7. The Respondent has now sought an adjournment on three separate occasions, each at the eleventh hour. On each occasion the Respondent failed to provide any evidence to support his reasons for seeking an adjournment. The Respondent continues to not comply with the Directions to file an Outline of Submissions and has provided no explanation for non-compliance.
8. The Applicant submits that there would be prejudice to her if another adjournment is granted.  The Applicant was dismissed from her employment on 3 February 2020. The Applicant has expended considerable time and effort in preparing her case, including rostering time off work for each hearing date, and is ready to proceed and give evidence at the hearing listed tomorrow. As set out in Glenn Ross McLeod v Stock Rd Market Tavern 2005 WAIRC 00963, matters before the Commission are to be dealt with promptly and evidence should be taken from witnesses as close as possible to the events which the application relates.
9. The reasons set out in the Respondent’s emails dated 15 December 2020 seeking a third adjournment request are wholly inadequate.  The Respondent’s submissions that he is unable to “control the unpredictable daily needs of my animals” or “control the secretive, deliberate, and intentional refusal by employees to comply with lawful requests from their employer” is not a proper basis to seek an adjournment.  It is manifestly unfair for an employee who has been dismissed to then be denied their right to the timely determination of their complaint, on the basis that the employer states that the employee’s dismissal itself makes it too hard for the employer to comply with the Commission’s directions. The Respondent’s position is that he cannot file an Outline of Submissions or attend at a hearing, because he sacked the Applicant and now, 10 months on, is short-staffed because of the termination.
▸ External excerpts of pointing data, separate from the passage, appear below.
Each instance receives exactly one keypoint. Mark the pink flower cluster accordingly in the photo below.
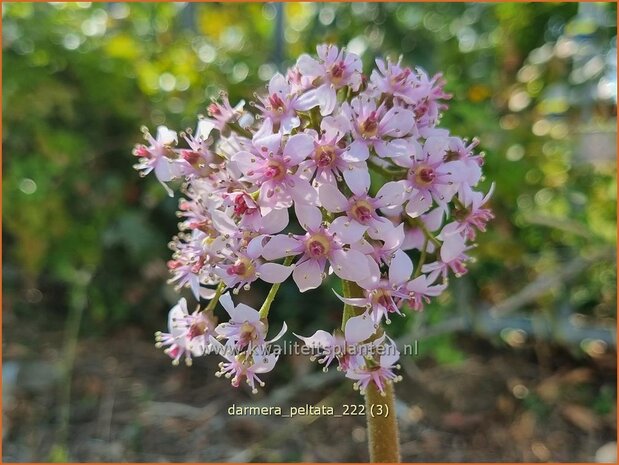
(382, 197)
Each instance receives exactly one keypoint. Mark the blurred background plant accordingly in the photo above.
(536, 83)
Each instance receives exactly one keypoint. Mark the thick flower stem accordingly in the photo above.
(383, 437)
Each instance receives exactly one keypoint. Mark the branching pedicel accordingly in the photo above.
(309, 145)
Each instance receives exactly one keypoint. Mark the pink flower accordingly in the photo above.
(281, 105)
(377, 128)
(188, 335)
(345, 347)
(429, 176)
(327, 162)
(245, 267)
(421, 289)
(474, 217)
(220, 114)
(452, 256)
(247, 212)
(317, 247)
(245, 365)
(334, 69)
(159, 157)
(244, 330)
(273, 169)
(383, 296)
(361, 209)
(379, 371)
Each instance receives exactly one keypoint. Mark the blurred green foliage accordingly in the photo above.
(535, 82)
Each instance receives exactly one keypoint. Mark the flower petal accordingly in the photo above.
(358, 329)
(349, 264)
(400, 268)
(332, 199)
(274, 272)
(281, 246)
(347, 230)
(307, 275)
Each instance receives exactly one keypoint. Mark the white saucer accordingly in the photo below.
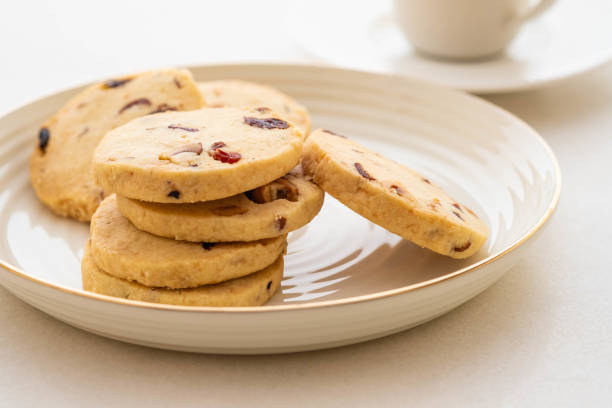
(571, 38)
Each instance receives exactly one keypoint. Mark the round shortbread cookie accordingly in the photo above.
(181, 157)
(392, 196)
(269, 211)
(128, 253)
(251, 290)
(60, 166)
(243, 94)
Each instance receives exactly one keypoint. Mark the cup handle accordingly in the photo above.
(536, 10)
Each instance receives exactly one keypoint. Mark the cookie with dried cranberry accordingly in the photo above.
(244, 94)
(251, 290)
(392, 195)
(60, 166)
(128, 253)
(272, 210)
(183, 157)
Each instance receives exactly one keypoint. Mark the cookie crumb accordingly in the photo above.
(190, 148)
(362, 172)
(280, 222)
(115, 83)
(186, 129)
(457, 206)
(334, 133)
(229, 210)
(266, 123)
(462, 248)
(164, 107)
(458, 215)
(208, 245)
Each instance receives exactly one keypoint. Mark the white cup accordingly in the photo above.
(464, 29)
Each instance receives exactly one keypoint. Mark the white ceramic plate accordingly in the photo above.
(346, 280)
(570, 38)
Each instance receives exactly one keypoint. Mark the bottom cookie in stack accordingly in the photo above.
(122, 261)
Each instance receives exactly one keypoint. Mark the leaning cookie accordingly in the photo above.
(183, 157)
(392, 196)
(60, 166)
(268, 211)
(125, 252)
(252, 290)
(243, 94)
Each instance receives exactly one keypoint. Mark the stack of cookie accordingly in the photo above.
(202, 206)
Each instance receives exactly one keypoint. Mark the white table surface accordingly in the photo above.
(542, 336)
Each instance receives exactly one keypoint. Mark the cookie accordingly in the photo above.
(251, 290)
(182, 157)
(128, 253)
(392, 196)
(243, 94)
(60, 166)
(269, 211)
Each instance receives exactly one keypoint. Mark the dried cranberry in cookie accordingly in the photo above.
(392, 195)
(203, 155)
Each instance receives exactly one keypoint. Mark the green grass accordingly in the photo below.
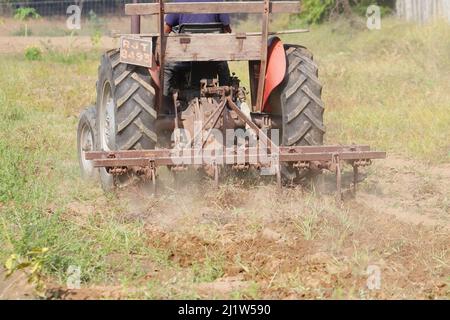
(387, 88)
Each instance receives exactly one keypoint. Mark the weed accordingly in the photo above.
(33, 53)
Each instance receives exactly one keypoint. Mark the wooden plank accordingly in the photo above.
(212, 47)
(271, 33)
(213, 7)
(263, 65)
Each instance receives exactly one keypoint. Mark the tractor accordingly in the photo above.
(204, 119)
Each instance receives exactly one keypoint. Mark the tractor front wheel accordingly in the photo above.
(86, 141)
(125, 111)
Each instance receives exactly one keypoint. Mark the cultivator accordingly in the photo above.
(138, 128)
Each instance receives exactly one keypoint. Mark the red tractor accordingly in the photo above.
(277, 126)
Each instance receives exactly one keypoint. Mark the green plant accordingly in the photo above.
(31, 263)
(33, 53)
(24, 14)
(316, 11)
(96, 37)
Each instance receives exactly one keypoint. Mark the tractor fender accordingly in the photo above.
(276, 69)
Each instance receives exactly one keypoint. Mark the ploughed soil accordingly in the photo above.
(252, 241)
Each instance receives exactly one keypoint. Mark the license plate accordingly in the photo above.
(136, 51)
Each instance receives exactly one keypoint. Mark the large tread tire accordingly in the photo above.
(130, 122)
(298, 100)
(86, 141)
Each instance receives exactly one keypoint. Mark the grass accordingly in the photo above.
(385, 88)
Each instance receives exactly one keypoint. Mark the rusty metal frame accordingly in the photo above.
(146, 162)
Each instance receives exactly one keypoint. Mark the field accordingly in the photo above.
(246, 240)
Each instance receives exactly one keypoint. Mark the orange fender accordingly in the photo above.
(276, 69)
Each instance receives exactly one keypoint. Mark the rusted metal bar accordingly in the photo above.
(214, 7)
(258, 131)
(226, 156)
(135, 22)
(355, 177)
(161, 53)
(337, 163)
(293, 150)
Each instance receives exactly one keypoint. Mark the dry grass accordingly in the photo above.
(245, 240)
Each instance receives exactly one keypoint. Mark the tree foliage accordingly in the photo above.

10. The Respondent has been aware since the directions hearing on 26 August 2020 that he would be required to file an Outline of Submissions in these proceedings and attend a hearing to determine the matters set out in the application. Further, the Respondent has had numerous opportunities since these proceedings were commenced on 28 February 2020 to seek legal representation. The Applicant submits that there would be no injustice to the Respondent in circumstances where the Respondent’s conduct demonstrates a persistent failure to comply with the Commission’s Directions and an unwillingness to comply with Directions or engage with the Commission’s processes.
11. The Applicant submits that the matter should proceed to a hearing on 17 December 2020 and that the Commission should exercise its powers pursuant to section 27(1)(d) of the Industrial Relations Act 1979 (WA) to proceed to hear and determine the matter in the absence of the Respondent in the event he does not attend the hearing on that day.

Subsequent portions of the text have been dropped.